The Haredi community went out on Tuesday as one, ordered by their rabbis to vote as they always are. This time they may have even eked out a higher turnout than usual. United Torah Judaism dragged the sagely Rabbi Chaim Kanievsky around the country for election rallies, which can’t have been easy for him at 91. They were imitating the Shas tours of the late Rabbi Ovadia Yosef before elections. Shas itself used Rabbi Ovadia’s image heavily in its campaign, and with nostalgic videos of Sephardi slichot prayers, won a few more votes of traditional Mizrahim who usually prefer Likud.

But an extra seat or two won’t extricate the Haredi politicians from the corner into which they’ve painted themselves by their pact with Netanyahu and Smotrich. Neither will the protestations that they never wanted a theocracy, just the status quo.

After 72 years, there’s an urgent need for a reassessment of the state-religion relationship in Israel. Not just to provide elemental things like civil marriage and public transport on Shabbat, but also to liberate young Haredi men from the yeshiva-army trap and allow them to join the workforce, which is what most of them want. The Haredi politicians and rabbis have sinned, chiefly against their own community, by entering the deal Netanyahu offered them, conserving a fossilized status quo in return for their unwavering political loyalty.

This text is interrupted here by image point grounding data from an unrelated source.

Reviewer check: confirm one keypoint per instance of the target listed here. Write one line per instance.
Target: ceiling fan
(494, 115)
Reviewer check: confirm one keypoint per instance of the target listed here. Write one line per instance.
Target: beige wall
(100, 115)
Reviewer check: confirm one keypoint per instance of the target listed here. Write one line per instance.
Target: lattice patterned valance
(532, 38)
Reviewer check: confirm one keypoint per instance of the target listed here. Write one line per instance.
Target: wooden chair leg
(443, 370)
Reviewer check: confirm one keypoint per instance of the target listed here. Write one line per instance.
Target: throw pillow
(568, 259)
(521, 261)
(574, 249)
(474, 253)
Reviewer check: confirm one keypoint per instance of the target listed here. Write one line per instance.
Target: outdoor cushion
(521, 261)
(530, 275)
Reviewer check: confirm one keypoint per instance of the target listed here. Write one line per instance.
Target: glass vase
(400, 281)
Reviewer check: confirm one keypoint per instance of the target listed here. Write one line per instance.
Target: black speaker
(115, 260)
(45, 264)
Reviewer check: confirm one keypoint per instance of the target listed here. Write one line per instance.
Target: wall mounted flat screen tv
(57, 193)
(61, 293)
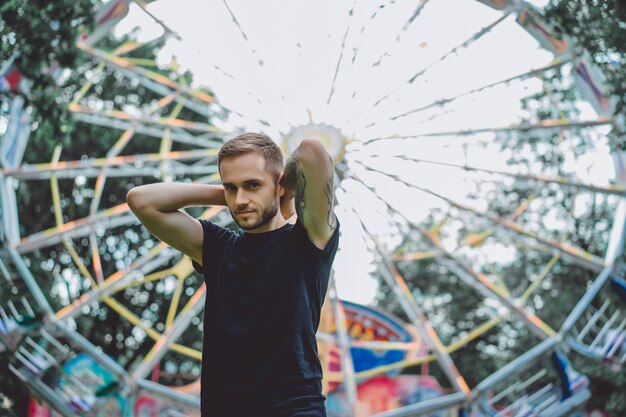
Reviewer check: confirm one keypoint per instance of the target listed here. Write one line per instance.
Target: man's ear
(281, 184)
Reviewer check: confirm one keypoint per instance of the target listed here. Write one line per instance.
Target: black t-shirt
(264, 297)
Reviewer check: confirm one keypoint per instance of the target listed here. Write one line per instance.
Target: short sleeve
(215, 239)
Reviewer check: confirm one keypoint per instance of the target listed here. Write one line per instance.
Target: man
(266, 283)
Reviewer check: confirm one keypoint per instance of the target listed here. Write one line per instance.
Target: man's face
(251, 193)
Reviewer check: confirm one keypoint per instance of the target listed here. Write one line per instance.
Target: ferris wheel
(405, 156)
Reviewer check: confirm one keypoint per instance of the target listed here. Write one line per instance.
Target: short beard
(265, 217)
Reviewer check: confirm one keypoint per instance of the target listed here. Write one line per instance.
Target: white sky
(299, 43)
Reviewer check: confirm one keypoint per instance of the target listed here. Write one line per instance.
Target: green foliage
(42, 35)
(599, 29)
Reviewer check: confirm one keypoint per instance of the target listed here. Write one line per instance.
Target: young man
(266, 283)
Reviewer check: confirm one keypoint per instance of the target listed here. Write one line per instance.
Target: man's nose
(241, 199)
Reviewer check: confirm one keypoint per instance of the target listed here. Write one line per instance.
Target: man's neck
(276, 223)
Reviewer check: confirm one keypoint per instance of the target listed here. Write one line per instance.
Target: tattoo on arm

It wasn’t just the ultra-Orthodox who won more seats in this election. The Arabs did as well. In the new Knesset, Shas, UTJ and the Joint List now hold a total of 30 seats, a quarter of the Knesset. Two large, impoverished, excluded communities in Israel that are not going to be part of the government in the next few years. It’s due to Jewish racism against Arabs and secular hatred of Haredim, but not only. The Arab and ultra-Orthodox politicians also shoulder a portion of the blame for leading their communities into isolation. And at a time when young people in these two communities are yearning more than ever to integrate in to Israeli society.

Joint List leader Ayman Odeh at least tried to give a voice to the frustrated young Arab citizens of Israel in his interview with Yedioth Ahronoth last month where he listed the conditions under which he would join a coalition under Benny Gantz. But he was immediately slapped down by most of his party colleagues and retracted. At least he tried.

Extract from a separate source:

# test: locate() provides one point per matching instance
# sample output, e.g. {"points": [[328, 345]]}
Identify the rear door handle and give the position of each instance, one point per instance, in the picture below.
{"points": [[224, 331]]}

The ultra-Orthodox leadership of course wants to be in the coalition, every coalition. But the nonagenarian rabbis have no idea what a young Haredi man or woman is facing in modern Israel, and the Haredi political leaders who have been running their parties for a generation have put all their faith in Netanyahu and the status quo. They deserve to be banished to the opposition. Their voters don’t.